DAVID GURA (HOST): Help us understand why this is of such keen interest to you and what’s going to be happening down in Washington on Tuesday.
LAVERNE COX (ACTOR): Well, I believe this is probably the most significant case for LGBTQ rights that the Supreme Court will hear in my lifetime, probably even more important than Obergefell because it has implications not just for LGBTQ people in the workplace, but for everyone in the workplace. And it has -- it can have significance in health care, in housing. A year ago, The New York Times wrote a story that basically said this administration wants to define transgender folks out of existence. And there was a leaked memo from the Department of Health and Human Services that said we want to define gender and sex as a very specific thing that basically takes transgender people out of legal protections. The first thing that this administration did in 2017 when they came into office was rescind rights for transgender kids in schools, the trans military ban. Earlier this year, the Department of Health and Human Services said they wanted to discriminate against trans people in health care. HUD wants to discriminate against us in homeless shelters. And this Supreme Court case is another example of this administration targeting trans folks. And so -- and not just trans people; LGBTQ people in general. And so the stigma -- how deeply we are stigmatized and dehumanized leads to this epidemic of murders against us and leads to us not being able to get jobs. Our unemployment rate is three times the national average, four times that for trans people of color. When we can't get jobs, we're pushed out of the work force and forced into situations that expose us to more violence.

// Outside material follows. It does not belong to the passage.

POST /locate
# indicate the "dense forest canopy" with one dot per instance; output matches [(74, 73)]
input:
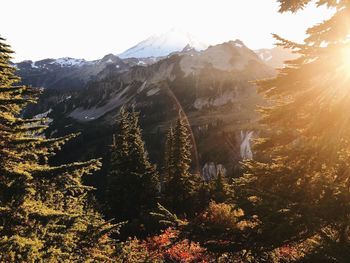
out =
[(289, 202)]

GURA: Chase, pick up on that, how pivotal this is going to be and what it says about labor in this country today. Antonin Scalia’s son just sworn in as the next head of the Labor Department, what is this going to mean for workplace dynamics, the outcome of these cases that are being argued this week?
CHASE STRANGIO (ACLU LGBT AND HIV PROJECT, STAFF ATTORNEY): Yeah, I mean, I think what I really want people to understand is this absolutely has a transformative effect on the American workplace and on civil rights laws as a general matter --
GURA: Across the board.
STRANGIO: Across the board. So we really have to see this as part of a long-term strategy to chip away at civil rights protections for everyone. And when the court hears arguments on Tuesday, the Trump administration and the employers are going to be making two central arguments. One is that LGBTQ people aren't covered. That it's not sex discrimination to fire us for who we are. And if I could just take a second to explain why it is --
GURA: Please, yeah.
STRANGIO: -- so clearly sex discrimination. I would like to do that, which is, let's say you fire me because I'm transgender. So you fired me for one of two reasons. Maybe you fired me because you see me as a man but I'm not the right kind of man. You're like, "Oh, you're a little bit effeminate, or you were assigned female at birth and that's just not what we think a man is." That is sex discrimination. Alternatively, maybe you fired me because just for the simple fact that I was assigned female at birth. That is also sex discrimination. And it’s so plainly sex discrimination that the only way that the Trump administration and the employers can urge the court to rule against us is to roll back sex discrimination protections for everyone -- and so what they want is a rule where it is lawful to enforce sex stereotypes in the workplace as to everyone, which has been the very way that we have transformed the American workplace away from the Mad Men dynamics, away from pushing women -- all women -- out of the workplace. So the stakes could not be higher.